Et alors Zrenn, il est gentil ?

Une excellente question dont la réponse fait débat autour de la table d’Alma, pour dire le moins.

Une question complètement inintelligible sans quelques éléments de background, du genre : Zrenn, qui est-ce ?

Zrenn est un dieu, surnommé le Masque d’Argent ; et même si ce masque d’argent oxydé, dont les yeux ne sont que vide, entouré d’une chevelure de serpent et de la poussière que laisse le temps en rongeant tout ce qui se pensait pérenne, même si ce masque est inquiétant, il demeure la certitude d’éprouver une peur bien plus terrible s’il devait le déplacer, ou pire l’ôter.

Il n’est pas un petit dieu local, non, mais l’un des dieux cosmiques, capable de percevoir et de modifier la totalité des mondes existants, dans une mesure hélas limitée d’une part par le fait qu’il existe plusieurs dieux, aux objectifs modérément compatibles, et d’autre part du fait d’une certaine résistance du multivers lui-même, appelé les Méandres dans Alma, qui semble considérer les dieux comme des erreurs qu’il tente d’éliminer avec une remarquable persévérance. Ou avec une obstination bornée, diraient les dieux ; question de point de vue.

Peut-être que certains dieux ont accepté ce jugement, et ne sont plus là pour en parler.

Le Flux dévorant une Déesse

Les survivants, en revanche, persistent à tout faire pour exister, et quand on dit tout, c’est vraiment tout, car rien n’est plus précieux, ni plus sublime qu’eux.

D’abord, se créer un refuge hors de portée des instincts meurtriers des Méandres, ce qui les divise en deux secteurs : le Flux, dans lequel les Méandres agissent à leur gré, ou presque, et le Rivage Divin, dans lequel les dieux lui sont inaccessibles.

Bravo, les voilà en sécurité, du moins tant que le Flux ne trouve pas comment dévorer leur refuge.


Mais les voilà aussi réduits à ne posséder que leurs propres ressources, et cela s’avère difficile à vivre, car chaque dieu considère qu’il devrait pouvoir s’approprier la totalité des Méandres, afin de déployer son être unique et irremplaçable. Ce qui crée une certaine tendance de leur part à se dévorer les uns les autres.

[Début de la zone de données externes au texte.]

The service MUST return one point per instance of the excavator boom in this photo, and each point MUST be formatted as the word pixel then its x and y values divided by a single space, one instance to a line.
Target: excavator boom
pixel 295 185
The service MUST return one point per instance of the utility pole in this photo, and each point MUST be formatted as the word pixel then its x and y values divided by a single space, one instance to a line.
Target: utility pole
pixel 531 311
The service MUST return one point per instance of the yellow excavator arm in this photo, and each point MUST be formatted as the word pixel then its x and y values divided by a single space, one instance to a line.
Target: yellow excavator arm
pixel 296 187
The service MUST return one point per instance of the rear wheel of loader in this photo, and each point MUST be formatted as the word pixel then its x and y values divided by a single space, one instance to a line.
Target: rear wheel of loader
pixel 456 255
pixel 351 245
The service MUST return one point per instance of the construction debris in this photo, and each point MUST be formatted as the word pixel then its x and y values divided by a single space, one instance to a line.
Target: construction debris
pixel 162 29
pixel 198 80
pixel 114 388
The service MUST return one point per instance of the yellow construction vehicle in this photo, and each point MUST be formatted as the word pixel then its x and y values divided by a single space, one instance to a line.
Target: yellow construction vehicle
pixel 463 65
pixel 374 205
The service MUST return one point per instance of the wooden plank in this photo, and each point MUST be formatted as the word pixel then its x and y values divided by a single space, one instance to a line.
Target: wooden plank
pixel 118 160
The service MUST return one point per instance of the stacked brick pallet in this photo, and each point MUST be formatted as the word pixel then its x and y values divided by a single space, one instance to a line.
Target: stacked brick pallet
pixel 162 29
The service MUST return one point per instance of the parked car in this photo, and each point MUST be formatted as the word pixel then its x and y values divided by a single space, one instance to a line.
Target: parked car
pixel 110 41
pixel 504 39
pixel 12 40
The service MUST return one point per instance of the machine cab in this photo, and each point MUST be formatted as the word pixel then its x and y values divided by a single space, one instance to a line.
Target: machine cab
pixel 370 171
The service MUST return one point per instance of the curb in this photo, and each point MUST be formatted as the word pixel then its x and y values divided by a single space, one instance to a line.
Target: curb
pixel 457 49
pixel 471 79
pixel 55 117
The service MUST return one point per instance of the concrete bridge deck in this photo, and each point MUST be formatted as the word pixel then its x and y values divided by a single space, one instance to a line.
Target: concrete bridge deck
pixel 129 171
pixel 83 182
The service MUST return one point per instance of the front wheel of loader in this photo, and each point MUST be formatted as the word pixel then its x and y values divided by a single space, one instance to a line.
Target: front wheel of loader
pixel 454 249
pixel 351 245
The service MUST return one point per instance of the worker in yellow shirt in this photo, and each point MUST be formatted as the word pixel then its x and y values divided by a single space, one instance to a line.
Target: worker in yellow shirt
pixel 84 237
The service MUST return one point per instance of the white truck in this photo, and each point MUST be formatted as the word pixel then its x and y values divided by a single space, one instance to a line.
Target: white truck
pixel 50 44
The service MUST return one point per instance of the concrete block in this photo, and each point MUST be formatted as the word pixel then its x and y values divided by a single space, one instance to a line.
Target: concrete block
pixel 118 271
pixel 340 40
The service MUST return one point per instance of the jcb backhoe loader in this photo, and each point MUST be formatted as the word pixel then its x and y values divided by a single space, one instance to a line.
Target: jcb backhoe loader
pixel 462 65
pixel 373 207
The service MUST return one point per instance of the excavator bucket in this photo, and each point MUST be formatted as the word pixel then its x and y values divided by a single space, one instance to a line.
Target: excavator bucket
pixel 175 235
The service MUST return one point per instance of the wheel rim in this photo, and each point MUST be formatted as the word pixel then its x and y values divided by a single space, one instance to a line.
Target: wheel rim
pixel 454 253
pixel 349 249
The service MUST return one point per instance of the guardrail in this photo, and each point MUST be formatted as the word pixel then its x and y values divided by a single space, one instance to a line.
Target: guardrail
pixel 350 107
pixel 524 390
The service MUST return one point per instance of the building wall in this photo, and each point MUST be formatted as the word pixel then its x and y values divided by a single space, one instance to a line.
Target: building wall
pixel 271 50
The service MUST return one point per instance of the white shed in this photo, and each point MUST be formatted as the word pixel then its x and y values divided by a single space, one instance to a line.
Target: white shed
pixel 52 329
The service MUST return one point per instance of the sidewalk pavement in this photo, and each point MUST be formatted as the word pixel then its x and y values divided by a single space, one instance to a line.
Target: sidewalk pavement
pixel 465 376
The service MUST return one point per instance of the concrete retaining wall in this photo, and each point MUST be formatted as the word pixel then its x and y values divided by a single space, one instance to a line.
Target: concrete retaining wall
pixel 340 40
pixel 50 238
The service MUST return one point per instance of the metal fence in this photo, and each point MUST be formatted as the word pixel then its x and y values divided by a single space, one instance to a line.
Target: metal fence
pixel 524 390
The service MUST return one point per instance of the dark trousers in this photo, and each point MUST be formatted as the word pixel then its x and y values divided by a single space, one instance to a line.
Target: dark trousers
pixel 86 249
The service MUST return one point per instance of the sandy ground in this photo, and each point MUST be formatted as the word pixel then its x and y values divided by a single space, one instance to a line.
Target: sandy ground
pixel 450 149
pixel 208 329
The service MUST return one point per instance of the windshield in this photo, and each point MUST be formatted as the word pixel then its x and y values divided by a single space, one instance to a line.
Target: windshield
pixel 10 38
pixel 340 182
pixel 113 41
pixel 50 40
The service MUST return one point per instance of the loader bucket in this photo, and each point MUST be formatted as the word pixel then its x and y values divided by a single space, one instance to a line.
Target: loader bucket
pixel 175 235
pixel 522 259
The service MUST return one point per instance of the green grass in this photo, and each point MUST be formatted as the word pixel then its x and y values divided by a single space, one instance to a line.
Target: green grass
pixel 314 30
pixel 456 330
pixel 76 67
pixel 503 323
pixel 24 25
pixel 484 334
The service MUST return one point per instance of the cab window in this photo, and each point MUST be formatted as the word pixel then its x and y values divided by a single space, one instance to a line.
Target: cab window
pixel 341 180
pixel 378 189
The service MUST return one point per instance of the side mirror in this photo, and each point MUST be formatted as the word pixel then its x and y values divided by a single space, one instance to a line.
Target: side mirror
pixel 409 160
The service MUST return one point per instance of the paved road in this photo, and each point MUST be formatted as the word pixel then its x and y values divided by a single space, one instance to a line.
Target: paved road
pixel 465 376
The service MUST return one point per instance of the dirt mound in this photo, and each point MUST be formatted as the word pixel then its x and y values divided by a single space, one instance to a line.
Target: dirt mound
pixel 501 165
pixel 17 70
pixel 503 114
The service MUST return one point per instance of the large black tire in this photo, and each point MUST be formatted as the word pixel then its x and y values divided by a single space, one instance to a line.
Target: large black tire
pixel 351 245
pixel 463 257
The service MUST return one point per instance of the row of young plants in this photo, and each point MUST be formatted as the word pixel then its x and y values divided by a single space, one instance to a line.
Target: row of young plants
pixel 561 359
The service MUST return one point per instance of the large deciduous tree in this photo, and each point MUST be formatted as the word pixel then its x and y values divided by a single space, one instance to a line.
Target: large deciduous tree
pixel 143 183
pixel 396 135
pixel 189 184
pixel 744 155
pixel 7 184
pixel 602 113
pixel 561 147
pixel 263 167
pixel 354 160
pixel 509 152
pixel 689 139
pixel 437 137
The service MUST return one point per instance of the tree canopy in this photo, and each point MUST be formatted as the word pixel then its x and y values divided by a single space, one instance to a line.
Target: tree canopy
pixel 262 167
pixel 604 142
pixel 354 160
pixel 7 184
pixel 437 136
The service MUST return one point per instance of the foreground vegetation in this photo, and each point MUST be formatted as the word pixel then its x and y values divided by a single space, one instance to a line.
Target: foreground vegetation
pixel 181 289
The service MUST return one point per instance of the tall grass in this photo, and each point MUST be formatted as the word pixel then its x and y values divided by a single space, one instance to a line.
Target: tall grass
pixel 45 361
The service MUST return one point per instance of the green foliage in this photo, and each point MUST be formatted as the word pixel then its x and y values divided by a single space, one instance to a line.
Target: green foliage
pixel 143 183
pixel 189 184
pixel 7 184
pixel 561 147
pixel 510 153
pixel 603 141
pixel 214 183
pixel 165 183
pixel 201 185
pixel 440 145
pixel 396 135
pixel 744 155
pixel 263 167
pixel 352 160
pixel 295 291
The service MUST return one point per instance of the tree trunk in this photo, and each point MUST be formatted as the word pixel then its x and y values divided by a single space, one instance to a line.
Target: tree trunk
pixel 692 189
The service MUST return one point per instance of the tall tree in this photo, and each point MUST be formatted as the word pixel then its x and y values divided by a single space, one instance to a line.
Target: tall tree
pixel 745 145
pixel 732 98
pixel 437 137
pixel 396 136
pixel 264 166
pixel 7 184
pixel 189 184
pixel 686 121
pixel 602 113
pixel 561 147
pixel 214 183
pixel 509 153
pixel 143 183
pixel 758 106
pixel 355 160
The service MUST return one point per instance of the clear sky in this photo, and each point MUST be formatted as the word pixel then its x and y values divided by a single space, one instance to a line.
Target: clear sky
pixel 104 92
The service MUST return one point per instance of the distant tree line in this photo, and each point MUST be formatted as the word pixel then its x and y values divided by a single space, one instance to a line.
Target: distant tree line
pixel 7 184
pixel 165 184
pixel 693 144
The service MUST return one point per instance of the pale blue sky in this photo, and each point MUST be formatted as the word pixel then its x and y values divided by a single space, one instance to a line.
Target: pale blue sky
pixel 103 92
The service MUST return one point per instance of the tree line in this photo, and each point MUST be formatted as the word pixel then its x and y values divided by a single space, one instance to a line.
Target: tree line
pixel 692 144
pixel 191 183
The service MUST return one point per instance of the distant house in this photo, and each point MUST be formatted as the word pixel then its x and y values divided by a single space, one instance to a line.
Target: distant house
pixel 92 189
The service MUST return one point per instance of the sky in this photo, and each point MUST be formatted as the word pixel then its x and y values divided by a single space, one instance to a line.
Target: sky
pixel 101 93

Car les dieux, même si les mortels les dépeignent comme ils parleraient d’eux-mêmes, mais tellement plus puissants, peuvent aussi être décrits en termes cosmologiques comme des objets célestes conscients possédant une attraction extrême et faisant basculer en eux et assimilant leurs pairs.
Les cannibales diront qu’eux aussi peuvent manger leurs proches, et c’est bien vrai ma bonne dame, mais leurs dents même aiguisées ne sauraient dévorer les Méandres. C’est néanmoins bien essayé, bravo de l’imitation et merci de vous être ainsi lié aux Dieux.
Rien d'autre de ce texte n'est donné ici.